Now Kagan is dean of Harvard law and Barack Obama’s nominee to become solicitor general. Her law school transcripts, part of a clerkship application with Thurgood Marshall, were buried in the justice’s papers and unearthed by Legal Times. The application was successful.

In her first semester at Harvard law in 1984, Kagan didn’t make a single A, Legal Times reports. She got a B-minus in torts, a B in criminal law and a mark of “Cr” in legal methods. But the next semester, she made one A-minus and As in the rest of her classes. Randall Kennedy, one of five Harvard law professors who provided recommendations for Kagan, said he gave her an A-plus in his class and he recommended her “unreservedly.”

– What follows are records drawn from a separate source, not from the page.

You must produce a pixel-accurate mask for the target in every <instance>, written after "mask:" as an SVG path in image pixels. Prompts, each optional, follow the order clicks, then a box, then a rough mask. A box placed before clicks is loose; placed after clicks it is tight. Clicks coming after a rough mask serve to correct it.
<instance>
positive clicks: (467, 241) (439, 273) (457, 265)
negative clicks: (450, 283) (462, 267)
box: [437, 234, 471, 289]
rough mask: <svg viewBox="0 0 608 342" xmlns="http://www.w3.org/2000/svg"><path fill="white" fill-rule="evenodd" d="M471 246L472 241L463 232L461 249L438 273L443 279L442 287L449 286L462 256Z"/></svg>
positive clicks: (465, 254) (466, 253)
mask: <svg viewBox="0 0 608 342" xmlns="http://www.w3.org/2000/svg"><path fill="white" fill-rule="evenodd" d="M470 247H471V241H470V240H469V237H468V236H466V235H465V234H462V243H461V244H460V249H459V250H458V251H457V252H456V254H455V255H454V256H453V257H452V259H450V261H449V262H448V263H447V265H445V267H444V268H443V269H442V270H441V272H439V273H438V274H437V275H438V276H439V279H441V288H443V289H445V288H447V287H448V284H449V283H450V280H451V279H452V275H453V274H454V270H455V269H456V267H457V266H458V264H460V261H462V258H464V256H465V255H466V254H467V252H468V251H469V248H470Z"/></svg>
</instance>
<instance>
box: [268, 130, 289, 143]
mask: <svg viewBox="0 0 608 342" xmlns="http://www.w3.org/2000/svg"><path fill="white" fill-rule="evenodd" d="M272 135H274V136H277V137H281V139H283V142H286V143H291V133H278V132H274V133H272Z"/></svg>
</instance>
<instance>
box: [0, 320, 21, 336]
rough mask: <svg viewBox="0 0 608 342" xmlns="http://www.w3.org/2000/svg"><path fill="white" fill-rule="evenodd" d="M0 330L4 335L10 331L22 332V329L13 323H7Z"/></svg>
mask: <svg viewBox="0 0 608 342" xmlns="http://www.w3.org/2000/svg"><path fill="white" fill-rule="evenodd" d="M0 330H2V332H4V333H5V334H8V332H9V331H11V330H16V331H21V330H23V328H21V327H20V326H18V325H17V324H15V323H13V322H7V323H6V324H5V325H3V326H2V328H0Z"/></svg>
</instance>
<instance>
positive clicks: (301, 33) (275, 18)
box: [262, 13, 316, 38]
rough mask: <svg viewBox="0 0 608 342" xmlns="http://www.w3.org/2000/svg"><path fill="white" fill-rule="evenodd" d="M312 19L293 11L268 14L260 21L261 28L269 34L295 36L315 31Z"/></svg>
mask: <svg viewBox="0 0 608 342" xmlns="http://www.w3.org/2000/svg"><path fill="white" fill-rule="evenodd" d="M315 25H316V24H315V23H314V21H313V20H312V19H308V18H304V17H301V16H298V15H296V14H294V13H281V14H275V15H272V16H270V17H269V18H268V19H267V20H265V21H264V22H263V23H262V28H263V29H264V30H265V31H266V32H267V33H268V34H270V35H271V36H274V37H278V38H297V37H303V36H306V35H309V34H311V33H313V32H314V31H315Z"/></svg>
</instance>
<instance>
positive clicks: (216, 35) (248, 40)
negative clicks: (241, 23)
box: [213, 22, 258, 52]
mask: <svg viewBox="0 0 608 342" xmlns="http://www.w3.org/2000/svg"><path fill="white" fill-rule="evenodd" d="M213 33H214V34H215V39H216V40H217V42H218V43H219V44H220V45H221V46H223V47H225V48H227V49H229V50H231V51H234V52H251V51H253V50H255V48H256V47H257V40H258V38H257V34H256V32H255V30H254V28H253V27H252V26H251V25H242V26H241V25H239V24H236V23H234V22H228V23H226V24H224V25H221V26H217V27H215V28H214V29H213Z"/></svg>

All of the professors gave “effusive” praise to Kagan, the story says. Charles Nesson praised her edits on an article he published in the Harvard Law Review. “She understood my arguments very well, pointed out weaknesses with precision and tact, suggested specific ways to remedy them, pushed me to say what I wanted to express, and helped me express it,” he wrote. “Indeed, I thought she was fabulous in every aspect of writing right down to spelling. I cannot give her a higher recommendation.”

Property professor Frank Michelman wrote that Kagan had “qualities both of seriousness and warmth, genuine and evident though not ebullient or obtrusive,” the story reports.